Tomlin listened. The swamps were unusually still, but that didn’t mean anything – for all he knew about swamps, there could be fairies dancing on the water – but it seemed unnatural, all the same. Somewhere, something croaked, a long, gutteral sound. What it was he couldn’t guess.
“What’sa matter?” Tomlin demanded, losing his patience, ” ‘Twasn’t but four year ago we were facin’ a charge by twice our number of orcs, and I didn’t hear you whining then. It’s just a bloody swamp!”
“It is getting late,” Jular pointed out, pragmatic as always, “are we to bivouac in this gods-accursed place?”
“We should head back!” Dirk said, “we don’t wanna be out here at night!”
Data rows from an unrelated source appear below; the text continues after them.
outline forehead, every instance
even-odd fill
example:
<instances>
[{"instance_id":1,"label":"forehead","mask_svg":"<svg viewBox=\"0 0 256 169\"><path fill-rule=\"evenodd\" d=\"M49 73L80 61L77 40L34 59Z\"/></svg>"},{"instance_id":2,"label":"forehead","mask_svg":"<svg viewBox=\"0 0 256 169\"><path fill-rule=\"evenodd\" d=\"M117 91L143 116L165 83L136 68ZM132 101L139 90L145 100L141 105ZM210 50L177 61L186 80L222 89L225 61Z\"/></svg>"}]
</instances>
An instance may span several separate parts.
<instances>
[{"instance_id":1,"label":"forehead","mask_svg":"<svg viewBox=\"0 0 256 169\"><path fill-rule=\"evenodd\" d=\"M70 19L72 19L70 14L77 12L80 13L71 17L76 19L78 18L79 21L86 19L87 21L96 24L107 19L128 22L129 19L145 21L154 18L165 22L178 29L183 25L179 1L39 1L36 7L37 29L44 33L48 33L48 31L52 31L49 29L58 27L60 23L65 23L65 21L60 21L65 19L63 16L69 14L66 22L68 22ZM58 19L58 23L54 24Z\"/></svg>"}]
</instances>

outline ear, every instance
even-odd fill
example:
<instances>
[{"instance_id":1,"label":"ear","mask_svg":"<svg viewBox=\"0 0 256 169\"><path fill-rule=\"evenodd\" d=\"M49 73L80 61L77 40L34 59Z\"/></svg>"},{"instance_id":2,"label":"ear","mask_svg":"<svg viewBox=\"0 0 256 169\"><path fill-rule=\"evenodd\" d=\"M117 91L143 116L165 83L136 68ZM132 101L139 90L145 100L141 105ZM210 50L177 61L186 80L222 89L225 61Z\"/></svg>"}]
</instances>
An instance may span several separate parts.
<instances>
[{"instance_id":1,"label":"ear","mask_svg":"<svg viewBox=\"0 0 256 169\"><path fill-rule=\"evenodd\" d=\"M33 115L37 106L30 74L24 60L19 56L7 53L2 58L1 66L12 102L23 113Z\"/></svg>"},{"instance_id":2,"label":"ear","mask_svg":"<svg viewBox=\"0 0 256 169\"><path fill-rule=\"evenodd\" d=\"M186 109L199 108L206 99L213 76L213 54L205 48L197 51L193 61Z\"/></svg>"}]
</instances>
“Shaddap!” Tomlin shouted. There was a sudden, disturbing silence all around them at the sound of his voice. “We keep going, ‘til we find something or get to the other side. I’m not sleeping in a place like this, but if we head back with nothing more than a little mud on our boots, we’ll wish we’d stayed here a week. Now keep movin’!” He started off again, knowing they would follow dutifully behind.
With unexpected suddenness, he found himself on a small island in the bog. It was a wide, flat, dry space out of which only a few trees grew. But what caught Tomlin’s attention was the horrific display arranged neatly in the center of the clearing. He heard his patrol coming into the clearing behind him and stop, staring as he was.
“I guess we found ‘em,” Jular said dryly.
A dozen or so wooden stakes had been planted in the ground. At the top of each, a skull had been spiked. A few still bore rotting patches of skin hanging limply from the bones. Behind him, someone retched.
“Something’s movin’ in the water!” Ban cried, steel scraping on steel as he drew his sword. Tomlin tore his eyes from the skulls and looked to where Ban was pointing. Something was moving in the water. Many somethings, in fact, moving just under the surface, sometimes rising so that slick and scaly skin glistened in the twilit swamp.
“To me!” Tomlin cried, drawing his sword, “Rally! To me!” The sound of swords being drawn rang through the small clearing as the patrol crowded around Tomlin to form a living box of steel. Around the clearing-island, the water churned and burbled.
“They’re all around us!” Dirk screamed. “Look!” Tomlin saw immediately; in the trees around them, shapes were flitting back and forth, coming closer. The swamp, so quite a few moments before, was alive with movement. Even as he watched, shapes began to emerge from the shallow water. They seemed more akin to lizards than men, though they walked upright and carried weapons in their hands. Most seemed to bear only spears and other primitive weapons, but a few carried rusty swords and axes. Their yellow eyes lolled in their reptilian heads, their jaws yawned open to display slithering tongues and rows of fang-like teeth.
“What are these things?” someone yelled, terrified. “What do they want? What do we do?”
“We fight,” Tomlin said, readying his sword for combat. As they approached, the lizard-things chanted and gargled, as though speaking in their own foul language.
“Come forth, slimy vermin!” he challenged them, “Come taste our steel!”
As one, the lizardmen charged. Many fell, to be reclaimed again by the swamps. But no Men made it back to report on the new inhabitants of the swamplands. By the time they realized the threat, it would be too late.